You do not need an H100
This ran on a 6-year-old gaming GPU that cost $280 new and uses 1.6 GB of VRAM at peak. The model has 7.3 million parameters. The dataset is tiny. None of this required expensive hardware, cloud compute, or any real spending. You could do this on a used gaming PC from 2019.
What we ran is a micro-scale instance of recursive self-improvement: an AI system autonomously making an AI system better. The agent modified model architecture, training hyperparameters, and compilation settings, then measured whether those modifications actually helped. It kept what worked and discarded what did not.
At this scale, the implications are modest. A 7M-parameter model generating children's stories is not going to trigger an intelligence explosion. But the pattern is worth paying attention to. The loop works the same regardless of what you point it at. The same framework that improved a TinyStories model could target larger models, different architectures, different training strategies. The constraint right now is compute and time, not capability.
We are not claiming this is AGI or anything close to it. We are pointing out what the data shows.
The experiment was small. The model was small. The GPU was small.

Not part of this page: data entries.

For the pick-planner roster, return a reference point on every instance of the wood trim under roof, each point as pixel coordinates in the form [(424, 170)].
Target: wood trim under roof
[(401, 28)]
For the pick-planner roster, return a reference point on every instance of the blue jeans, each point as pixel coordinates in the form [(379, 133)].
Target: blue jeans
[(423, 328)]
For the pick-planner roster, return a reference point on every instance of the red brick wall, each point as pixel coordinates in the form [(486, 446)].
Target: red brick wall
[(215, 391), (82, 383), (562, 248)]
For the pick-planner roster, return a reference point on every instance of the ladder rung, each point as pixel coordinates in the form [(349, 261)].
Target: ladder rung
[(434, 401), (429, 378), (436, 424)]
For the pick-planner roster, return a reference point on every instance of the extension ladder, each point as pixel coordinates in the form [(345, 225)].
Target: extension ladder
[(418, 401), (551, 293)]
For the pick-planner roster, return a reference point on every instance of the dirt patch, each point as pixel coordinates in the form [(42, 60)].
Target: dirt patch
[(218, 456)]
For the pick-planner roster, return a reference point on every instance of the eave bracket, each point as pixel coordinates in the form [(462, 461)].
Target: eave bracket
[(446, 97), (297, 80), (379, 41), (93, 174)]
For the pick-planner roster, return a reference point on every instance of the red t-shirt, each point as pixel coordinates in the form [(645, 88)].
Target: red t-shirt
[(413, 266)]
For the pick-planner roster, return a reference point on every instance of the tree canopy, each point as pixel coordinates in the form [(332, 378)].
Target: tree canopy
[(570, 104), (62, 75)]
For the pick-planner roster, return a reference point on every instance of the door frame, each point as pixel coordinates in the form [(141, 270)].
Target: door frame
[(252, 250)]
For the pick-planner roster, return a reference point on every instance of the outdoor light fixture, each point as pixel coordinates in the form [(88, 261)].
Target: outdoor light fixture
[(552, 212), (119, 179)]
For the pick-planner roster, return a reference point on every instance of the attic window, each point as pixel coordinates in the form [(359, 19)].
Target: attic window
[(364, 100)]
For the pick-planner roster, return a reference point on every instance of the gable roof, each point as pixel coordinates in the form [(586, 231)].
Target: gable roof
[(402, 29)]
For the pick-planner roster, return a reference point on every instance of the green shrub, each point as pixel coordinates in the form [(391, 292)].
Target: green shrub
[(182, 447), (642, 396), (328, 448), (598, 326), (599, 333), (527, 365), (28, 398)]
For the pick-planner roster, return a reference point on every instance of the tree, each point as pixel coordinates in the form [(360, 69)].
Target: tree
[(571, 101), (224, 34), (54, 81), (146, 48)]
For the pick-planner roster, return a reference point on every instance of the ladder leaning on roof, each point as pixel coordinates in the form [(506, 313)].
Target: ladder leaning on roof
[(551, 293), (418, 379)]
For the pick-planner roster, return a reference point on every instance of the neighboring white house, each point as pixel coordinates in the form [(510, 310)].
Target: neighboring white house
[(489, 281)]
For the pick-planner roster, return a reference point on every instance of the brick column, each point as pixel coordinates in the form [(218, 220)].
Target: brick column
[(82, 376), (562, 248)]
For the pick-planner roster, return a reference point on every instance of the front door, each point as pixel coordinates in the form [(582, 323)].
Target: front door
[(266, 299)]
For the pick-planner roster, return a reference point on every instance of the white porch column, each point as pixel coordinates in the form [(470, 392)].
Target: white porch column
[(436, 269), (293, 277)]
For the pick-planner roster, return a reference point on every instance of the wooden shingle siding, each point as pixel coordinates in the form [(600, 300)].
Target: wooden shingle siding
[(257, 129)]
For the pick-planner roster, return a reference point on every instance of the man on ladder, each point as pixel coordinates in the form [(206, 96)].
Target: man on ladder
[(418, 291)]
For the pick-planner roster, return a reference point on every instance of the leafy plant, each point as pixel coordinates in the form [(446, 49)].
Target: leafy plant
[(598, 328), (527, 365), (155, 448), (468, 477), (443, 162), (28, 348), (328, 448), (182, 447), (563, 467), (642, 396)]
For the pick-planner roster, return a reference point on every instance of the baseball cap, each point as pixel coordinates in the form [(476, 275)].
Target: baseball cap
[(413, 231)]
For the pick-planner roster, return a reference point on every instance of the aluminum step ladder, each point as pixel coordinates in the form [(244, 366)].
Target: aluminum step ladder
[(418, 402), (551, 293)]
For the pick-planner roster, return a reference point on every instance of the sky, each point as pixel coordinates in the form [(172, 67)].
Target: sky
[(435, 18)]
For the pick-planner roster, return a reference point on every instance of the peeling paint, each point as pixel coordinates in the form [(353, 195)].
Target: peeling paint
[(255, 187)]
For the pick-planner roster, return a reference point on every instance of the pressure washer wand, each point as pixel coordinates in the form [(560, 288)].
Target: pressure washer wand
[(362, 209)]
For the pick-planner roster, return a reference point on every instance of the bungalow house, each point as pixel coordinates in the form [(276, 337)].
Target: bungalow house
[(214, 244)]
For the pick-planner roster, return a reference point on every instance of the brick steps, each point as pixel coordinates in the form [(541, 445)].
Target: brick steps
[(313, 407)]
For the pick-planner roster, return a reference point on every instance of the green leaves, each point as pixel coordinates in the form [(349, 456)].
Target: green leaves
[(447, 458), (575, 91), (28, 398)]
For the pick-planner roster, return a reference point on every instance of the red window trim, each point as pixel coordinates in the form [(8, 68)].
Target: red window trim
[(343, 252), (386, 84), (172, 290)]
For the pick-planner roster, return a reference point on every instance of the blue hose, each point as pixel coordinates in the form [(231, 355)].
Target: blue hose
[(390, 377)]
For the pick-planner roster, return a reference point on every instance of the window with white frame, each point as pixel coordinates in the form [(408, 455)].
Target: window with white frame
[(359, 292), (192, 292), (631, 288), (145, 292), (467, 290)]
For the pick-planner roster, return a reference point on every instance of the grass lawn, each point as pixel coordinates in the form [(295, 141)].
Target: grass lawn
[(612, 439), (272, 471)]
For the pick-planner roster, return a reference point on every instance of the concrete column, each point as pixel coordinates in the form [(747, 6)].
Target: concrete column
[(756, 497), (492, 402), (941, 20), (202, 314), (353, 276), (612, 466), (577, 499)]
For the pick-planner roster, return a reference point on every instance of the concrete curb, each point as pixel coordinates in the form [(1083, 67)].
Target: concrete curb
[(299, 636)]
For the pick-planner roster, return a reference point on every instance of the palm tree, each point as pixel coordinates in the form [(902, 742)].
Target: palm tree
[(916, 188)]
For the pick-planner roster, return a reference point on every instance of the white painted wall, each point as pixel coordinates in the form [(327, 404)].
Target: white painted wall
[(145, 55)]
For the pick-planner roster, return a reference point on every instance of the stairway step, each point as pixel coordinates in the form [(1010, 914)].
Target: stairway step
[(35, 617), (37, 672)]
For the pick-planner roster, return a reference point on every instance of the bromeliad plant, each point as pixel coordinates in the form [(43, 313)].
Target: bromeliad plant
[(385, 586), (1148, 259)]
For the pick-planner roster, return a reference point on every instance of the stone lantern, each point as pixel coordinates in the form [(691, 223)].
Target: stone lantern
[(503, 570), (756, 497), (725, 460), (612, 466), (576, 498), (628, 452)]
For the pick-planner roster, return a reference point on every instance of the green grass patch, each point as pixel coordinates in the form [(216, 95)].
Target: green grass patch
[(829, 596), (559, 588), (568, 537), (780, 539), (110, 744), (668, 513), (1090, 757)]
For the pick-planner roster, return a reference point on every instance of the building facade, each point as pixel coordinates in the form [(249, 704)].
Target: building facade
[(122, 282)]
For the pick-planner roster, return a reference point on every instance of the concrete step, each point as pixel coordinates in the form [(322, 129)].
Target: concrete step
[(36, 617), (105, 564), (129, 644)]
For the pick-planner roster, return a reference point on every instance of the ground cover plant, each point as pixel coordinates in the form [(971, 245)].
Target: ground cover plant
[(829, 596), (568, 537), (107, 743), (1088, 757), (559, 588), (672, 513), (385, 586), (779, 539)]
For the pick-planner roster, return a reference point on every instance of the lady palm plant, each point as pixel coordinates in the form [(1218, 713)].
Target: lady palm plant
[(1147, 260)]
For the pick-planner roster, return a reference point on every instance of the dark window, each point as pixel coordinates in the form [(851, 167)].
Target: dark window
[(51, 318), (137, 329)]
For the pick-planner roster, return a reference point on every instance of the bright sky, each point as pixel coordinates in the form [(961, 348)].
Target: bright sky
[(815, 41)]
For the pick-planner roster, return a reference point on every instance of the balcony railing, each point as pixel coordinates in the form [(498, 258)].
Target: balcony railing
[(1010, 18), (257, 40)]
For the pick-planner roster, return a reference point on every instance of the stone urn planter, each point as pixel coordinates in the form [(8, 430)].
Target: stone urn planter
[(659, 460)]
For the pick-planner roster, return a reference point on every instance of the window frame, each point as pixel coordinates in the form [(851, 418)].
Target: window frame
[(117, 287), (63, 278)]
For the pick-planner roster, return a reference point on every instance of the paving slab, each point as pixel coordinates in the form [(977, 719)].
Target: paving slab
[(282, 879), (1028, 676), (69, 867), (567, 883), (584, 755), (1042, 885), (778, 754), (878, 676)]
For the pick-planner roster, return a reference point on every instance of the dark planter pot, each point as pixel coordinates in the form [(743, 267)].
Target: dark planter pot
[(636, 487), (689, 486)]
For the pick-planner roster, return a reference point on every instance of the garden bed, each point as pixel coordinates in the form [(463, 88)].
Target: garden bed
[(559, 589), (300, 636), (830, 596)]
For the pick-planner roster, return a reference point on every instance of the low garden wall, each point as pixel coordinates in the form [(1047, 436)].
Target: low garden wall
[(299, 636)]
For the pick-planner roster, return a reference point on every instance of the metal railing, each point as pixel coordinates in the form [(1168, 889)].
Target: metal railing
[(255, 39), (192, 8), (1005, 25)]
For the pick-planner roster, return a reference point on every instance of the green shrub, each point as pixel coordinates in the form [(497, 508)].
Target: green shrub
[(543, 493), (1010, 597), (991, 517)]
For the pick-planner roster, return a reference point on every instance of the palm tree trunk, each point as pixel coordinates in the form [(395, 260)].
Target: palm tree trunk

But the loop itself has no inherent scale limit, and that is the part worth watching.
The tooling for AI-driven AI research now runs on consumer hardware, and that is a threshold worth noting.
Try It Yourself
The framework is open source. Clone Karpathy's autoresearch repo, point a coding agent at the program.md, and let it run. You need a CUDA-capable GPU (even a GTX 1060 would work with smaller batch sizes), Python, and PyTorch. The training script handles everything else. Our agent was Claude Code, but any coding agent that can edit files, run shell commands, and read output should work.
Difficulty: intermediate. You will need basic familiarity with Python, a command line, and an NVIDIA GPU with CUDA support. If that describes you, setup takes about 30 minutes. If it does not, this is a good excuse to learn. The repo is self-contained and well-documented.